I guess I'd have to say that I really like the flexibility and pragmatism of it.
There is a lot to be said about taking a 19 year old kid and putting him in charge of a multi million dollar piece of equipment or putting a 20 year old in charge of 8 men and sending them out on a patrol that can actually have a direct bearing on foriegn policy.
The neat part about it is that it works.
The military, in spite of a lot of military bull$hit, actually works, and damned well.
It is interesting, because they use their people to their full potential.
I had been in about two years when I was ordered to teach a class on map reading.
Think about it, a guy with 2 years service being in a teaching role.
In the private sector, they wouldn't let someone with ten years experience teach a class, yet there I was, at the head of a class teaching basics of land nav.
It isn't just me, either. I was taught to survey by sergeants with no college time whatsoever.
Military medicine is something else, too. No bedside manner or anything, just good, solid, get-him-back-on-his-feet practical madicine. The AMA would probably go nuts if some civvy doctor started practicing things the way the services do.
Another thing, the day to day practice of medicine there is not done by MDs, but in most cases by guys with a 12 week school taught down at Fort Sam Houston.
It makes sense, when you think about it.
Everyone wants to see some MD for a lousy little cold, but the truth of it is that an awful lot of medicine doesn't really require the services of someone with those credentials. A trained PA or even a basic medic can do just as good a job at a basic grass roots level.
Over the years I have had a number of things taken care of by a couple of former medics I know with good results. I suppose that they would be thrown in jail if anyone ever nailed down that they had been practicing without a license, but they were not. They were just helping me out on an informal level.
A while back I had a foot injury and got lucky. The doctor was a former GI doctor and we spoke the same language. He and I reached an understanding that I wanted a no BS cure for my injury.
His face lit up and the directions were straighforward and simple. Keep the foot in a cast for six weeks and then remove the cast. Buy a pair of jump boots and hobble around a little bit until the boots are broken in and comfortable. When the boots are broken in, you will be good to go.
This I could understand, and was a pretty good plan until someone in the office of my former employer got wind of it and decided he knew more than a GI doctor that had been assigned to the paratrooper factory as a foot specialist.
I had to see a company doctor who was appalled by the situation and that's when the fight started. The company doc started in with abunch of crap, none of which had to do with fixing my foot and all of which had to do with covering asses.
I balked and stuck to my guns for a while, but finally compromised and played both ends out against the middle. I let the company doctor play his little game, but kept the GI doc as my primary and let the company guy replace my cast with a camwalker.
When 6 weeks had passed, I bought the jump boots and about 10 days later, I saw the GI doc, who gave me a fit for duty slip. I returned to work and that was that, except Ihad to go back to the company doctor and play his little game which lasted for about five minutes, four and a half of which were spent listening to his crap and thirty seconds of which were spent telling him to sign me off, which he did after I raise cain with him.

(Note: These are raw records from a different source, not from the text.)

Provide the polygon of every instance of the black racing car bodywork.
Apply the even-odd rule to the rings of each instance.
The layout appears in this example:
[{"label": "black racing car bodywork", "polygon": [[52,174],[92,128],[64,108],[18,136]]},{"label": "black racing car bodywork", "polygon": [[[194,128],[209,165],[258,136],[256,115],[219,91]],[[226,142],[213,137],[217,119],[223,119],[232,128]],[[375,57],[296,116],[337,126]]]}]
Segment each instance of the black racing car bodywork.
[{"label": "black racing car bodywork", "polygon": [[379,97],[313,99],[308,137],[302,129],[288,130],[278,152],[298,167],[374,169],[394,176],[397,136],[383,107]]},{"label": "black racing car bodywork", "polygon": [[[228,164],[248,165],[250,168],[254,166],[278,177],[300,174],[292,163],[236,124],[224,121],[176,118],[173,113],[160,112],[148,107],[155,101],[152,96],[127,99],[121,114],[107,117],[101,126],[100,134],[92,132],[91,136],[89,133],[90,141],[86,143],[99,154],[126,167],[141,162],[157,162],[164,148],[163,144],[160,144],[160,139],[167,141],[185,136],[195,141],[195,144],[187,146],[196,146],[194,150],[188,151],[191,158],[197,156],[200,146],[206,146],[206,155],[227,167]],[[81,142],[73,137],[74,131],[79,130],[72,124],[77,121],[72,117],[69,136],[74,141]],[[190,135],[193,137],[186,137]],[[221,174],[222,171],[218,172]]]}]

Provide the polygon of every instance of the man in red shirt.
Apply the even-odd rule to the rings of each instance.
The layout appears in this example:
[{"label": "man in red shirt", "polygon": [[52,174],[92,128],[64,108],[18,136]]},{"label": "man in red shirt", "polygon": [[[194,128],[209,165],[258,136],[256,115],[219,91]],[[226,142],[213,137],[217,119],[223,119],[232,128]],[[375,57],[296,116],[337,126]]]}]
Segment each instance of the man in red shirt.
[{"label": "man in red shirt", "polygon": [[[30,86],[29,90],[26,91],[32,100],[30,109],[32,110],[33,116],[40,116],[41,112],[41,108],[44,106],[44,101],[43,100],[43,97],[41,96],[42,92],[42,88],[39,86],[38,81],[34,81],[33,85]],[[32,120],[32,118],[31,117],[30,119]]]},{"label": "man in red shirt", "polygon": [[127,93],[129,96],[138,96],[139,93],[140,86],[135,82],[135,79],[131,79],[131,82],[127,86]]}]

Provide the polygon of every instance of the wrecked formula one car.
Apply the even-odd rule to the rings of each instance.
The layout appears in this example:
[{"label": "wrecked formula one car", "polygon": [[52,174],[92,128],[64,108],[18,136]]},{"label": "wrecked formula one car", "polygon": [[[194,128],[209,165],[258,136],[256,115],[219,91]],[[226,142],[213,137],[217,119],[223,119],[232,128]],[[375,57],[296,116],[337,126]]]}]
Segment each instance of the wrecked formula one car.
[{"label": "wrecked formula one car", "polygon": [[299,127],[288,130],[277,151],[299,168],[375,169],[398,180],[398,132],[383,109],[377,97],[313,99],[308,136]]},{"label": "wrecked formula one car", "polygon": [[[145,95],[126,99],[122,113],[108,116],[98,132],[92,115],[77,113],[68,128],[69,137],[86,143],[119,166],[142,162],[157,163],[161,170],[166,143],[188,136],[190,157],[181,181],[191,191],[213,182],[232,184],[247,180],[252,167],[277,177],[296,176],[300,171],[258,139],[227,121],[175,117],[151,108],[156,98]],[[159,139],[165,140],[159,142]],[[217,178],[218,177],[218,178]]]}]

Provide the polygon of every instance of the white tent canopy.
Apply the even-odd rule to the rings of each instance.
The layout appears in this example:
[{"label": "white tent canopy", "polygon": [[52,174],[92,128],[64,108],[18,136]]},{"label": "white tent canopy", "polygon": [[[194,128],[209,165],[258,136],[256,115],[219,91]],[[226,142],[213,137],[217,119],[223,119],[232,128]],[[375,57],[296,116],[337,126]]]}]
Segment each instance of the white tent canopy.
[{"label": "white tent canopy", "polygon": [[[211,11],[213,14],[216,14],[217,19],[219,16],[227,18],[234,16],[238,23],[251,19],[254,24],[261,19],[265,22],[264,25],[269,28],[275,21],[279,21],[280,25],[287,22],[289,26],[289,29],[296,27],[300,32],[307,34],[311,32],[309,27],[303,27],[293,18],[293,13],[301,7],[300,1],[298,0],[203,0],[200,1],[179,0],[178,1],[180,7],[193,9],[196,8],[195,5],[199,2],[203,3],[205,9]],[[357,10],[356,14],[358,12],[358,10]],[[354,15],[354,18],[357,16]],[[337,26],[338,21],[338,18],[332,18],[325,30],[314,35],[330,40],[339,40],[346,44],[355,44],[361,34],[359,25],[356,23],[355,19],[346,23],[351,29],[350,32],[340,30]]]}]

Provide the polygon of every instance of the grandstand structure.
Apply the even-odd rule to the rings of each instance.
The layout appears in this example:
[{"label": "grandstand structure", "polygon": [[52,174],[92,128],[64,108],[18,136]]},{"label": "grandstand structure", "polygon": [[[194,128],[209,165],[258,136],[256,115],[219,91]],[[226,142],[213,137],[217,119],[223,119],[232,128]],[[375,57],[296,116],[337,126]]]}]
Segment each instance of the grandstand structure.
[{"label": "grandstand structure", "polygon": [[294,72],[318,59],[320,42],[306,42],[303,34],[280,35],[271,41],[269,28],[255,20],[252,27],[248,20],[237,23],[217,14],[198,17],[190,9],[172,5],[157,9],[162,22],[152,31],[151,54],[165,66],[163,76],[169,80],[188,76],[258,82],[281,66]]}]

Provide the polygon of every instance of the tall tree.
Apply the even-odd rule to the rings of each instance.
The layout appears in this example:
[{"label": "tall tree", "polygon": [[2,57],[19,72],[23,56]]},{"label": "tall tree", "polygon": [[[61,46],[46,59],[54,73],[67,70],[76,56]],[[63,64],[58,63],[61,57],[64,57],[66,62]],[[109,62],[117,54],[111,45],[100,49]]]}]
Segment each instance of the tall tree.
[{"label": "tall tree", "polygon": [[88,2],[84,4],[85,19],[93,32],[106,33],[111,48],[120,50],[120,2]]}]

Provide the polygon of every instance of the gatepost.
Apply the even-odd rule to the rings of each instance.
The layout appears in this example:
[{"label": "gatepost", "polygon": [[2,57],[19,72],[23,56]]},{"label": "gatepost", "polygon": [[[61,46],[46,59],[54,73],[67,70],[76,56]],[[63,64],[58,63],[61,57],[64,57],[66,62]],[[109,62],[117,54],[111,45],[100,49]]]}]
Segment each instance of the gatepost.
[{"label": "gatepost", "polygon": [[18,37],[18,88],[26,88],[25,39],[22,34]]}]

Back to the original subject.
The military puts things straight down to grass roots and places responsibility down at the lowest level possible. The guys that have to do the actual work make a lot of the grass roots decisions.
A number of years ago, Harley-Davidson did the same thing. It was pretty good because they made a wonderful turn around, going from making junk to making a pretty good product. The guys on the floor were directly involved in the process and things got a lot better. Fast.
The military has a lot going for it when they let things work from the bottom up and that's why I admire them. They utilize their people to allow them to reach a lot closer to their full potential than the civvy world generally does.
Someone once said that WW2 produced a boatload of teachers, and I suppose they were right. That's because the services needed teachers and they made them out of ordinary guys. A lot of guys got out of the service and realized that teaching something like radio repair, mechanics, surveying or administrative tasks wasn't a whole lot different than teaching, say, math, science or industrial arts in a classroom, lab or shop.
The interesting part of this is that a number of people that wound up in military teaching roles had not even finished high school, yet there they were as teachers.
Of course, when they got out at the end of the war, it was off to the classroom compliments of the GI Bill.
They were right. A lot of my teachers as a kid were WW2 guys that had done just that and for the most part, they were pretty good.
They were also pretty good at keeping smart assed kids like me in line, too, which is a lot more than I can say for some of the other teachers I had.
Anyway, there's a lot to be said for the way the military operates and they have a lot to teach American business.